California Nurses Locked Out in Class War over Health Care

Image credit: National Nurses United

On April 18, over 8,000 nurses in Northern California went on a one-day strike in the 18 facilities of the Sutter health care system. They have been working without a contract since June 2021. The strikers are asking for a safer working environment and an increase in nursing staff. Last week was the final straw when Sutter offered a 2% wage increase, which, when inflation is growing at 8.5%, is in effect a very real pay cut! 

The following day, Sutter locked out the striking workers for four days in retaliation for their one strike day, guaranteeing five days of work for their replacements (often other desperate workers looking for any job they can get). The California Nurses Association, which represents the nurses, called the four-day lockout “a completely unnecessary and vindictive anti-union move.” Vindictive and anti-union, yes. Unnecessary? Of course.  But let’s be realistic: while the union would like Sutter to play nice, this is class war, and Sutter knows it.

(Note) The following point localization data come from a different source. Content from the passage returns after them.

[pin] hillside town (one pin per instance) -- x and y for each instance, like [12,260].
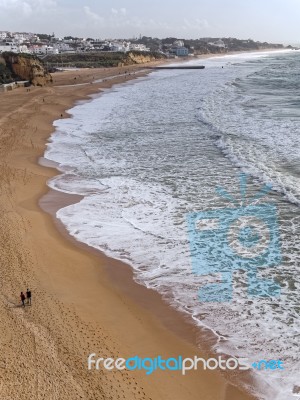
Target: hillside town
[44,44]
[41,45]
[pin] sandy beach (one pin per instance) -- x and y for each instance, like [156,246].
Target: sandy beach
[83,302]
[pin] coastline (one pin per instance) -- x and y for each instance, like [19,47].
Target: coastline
[73,284]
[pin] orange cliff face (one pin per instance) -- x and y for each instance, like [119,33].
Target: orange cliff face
[27,68]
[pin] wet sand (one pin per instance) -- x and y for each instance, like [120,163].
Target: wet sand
[83,302]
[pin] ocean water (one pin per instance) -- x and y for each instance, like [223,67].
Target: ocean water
[147,153]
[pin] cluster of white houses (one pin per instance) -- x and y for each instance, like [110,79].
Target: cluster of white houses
[23,42]
[31,43]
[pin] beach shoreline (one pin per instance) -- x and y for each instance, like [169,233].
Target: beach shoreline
[68,281]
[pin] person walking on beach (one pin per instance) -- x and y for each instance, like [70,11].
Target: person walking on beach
[28,295]
[23,298]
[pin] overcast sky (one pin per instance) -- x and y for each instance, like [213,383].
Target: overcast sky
[270,20]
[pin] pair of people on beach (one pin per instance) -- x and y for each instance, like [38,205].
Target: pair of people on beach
[28,296]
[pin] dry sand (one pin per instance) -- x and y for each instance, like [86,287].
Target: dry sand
[77,308]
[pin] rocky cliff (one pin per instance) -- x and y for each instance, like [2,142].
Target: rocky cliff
[26,67]
[101,59]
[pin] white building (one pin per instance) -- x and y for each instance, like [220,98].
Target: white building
[138,47]
[219,43]
[178,43]
[3,35]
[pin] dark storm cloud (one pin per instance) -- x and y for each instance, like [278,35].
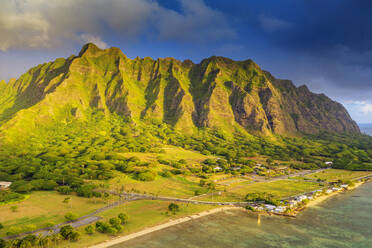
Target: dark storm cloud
[326,44]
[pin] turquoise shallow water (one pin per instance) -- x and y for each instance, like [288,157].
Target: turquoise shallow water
[344,220]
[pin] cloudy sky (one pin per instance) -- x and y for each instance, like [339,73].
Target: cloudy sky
[326,45]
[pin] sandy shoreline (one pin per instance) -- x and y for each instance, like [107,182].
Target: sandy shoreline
[170,223]
[322,198]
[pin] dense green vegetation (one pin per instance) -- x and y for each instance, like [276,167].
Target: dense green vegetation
[67,155]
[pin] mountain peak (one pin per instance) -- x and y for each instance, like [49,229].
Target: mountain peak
[89,49]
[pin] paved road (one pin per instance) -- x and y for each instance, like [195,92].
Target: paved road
[82,221]
[91,218]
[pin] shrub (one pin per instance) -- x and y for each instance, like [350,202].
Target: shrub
[14,230]
[123,218]
[173,208]
[66,231]
[70,216]
[89,229]
[166,174]
[115,221]
[65,190]
[146,176]
[2,243]
[74,236]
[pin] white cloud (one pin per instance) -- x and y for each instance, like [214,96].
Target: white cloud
[35,24]
[88,38]
[271,24]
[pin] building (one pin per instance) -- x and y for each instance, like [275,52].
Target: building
[301,198]
[5,185]
[280,209]
[269,207]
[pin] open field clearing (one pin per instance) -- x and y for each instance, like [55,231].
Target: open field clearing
[175,186]
[141,214]
[170,153]
[43,207]
[337,174]
[279,188]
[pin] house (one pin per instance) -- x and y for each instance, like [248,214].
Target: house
[280,209]
[301,198]
[5,185]
[269,207]
[292,203]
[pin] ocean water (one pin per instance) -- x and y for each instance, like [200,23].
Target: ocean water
[344,220]
[366,128]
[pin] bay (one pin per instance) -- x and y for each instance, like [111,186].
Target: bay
[344,220]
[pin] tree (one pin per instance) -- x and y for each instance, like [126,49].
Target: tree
[65,190]
[115,222]
[173,208]
[2,243]
[70,216]
[74,236]
[66,231]
[123,218]
[89,229]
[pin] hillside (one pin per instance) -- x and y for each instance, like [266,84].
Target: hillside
[217,93]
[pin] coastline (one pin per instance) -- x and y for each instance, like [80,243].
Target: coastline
[118,240]
[322,198]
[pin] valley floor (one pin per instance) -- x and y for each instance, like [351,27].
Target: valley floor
[46,208]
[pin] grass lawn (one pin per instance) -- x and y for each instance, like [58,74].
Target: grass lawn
[141,214]
[170,153]
[44,207]
[280,188]
[336,174]
[175,186]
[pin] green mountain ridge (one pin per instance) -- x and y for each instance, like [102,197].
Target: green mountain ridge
[217,93]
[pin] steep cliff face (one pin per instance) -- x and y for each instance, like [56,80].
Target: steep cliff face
[217,93]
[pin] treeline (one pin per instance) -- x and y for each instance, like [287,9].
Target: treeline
[68,155]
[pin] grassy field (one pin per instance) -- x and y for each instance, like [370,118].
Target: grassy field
[44,207]
[175,186]
[141,214]
[170,153]
[280,188]
[336,174]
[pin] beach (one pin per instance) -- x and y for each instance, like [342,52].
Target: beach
[322,198]
[149,230]
[118,240]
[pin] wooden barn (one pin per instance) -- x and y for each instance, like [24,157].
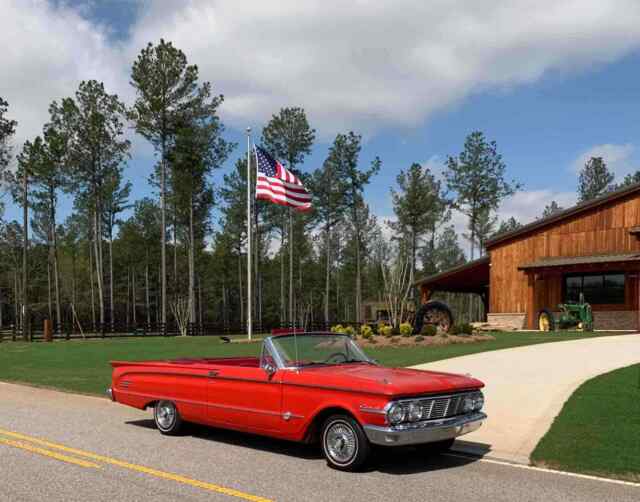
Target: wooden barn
[592,248]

During the pandemic, nurses were held up as heroes all around the world. They’ve been pushed to work to the point of collapse. The privatized, wildly profitable medical system used that good will to increase its profits. Today, hospitals are putting as much pressure as ever on the very people who got us through the pandemic. Nurse staffing has dropped during the pandemic due to burnout. This has only exacerbated the understaffing that was already common before the pandemic.

In the capitalist medical system, management sees cuts in staff as a means to increase profits. When healthcare is run by CEOs with MBAs, and not MDs, the system is not built to care for patients, but to make a profit. The whole health care and medical system is a money-making operation.

In a class war, we have to gather our forces and prepare to fight back. To defend our wages, and our working conditions, but also to rid ourselves of this system that uses us and abuses us. There is no doubt that the anger among nurses and other medical professionals is building steam. A one-day strike is just the beginning of what we can expect in the future.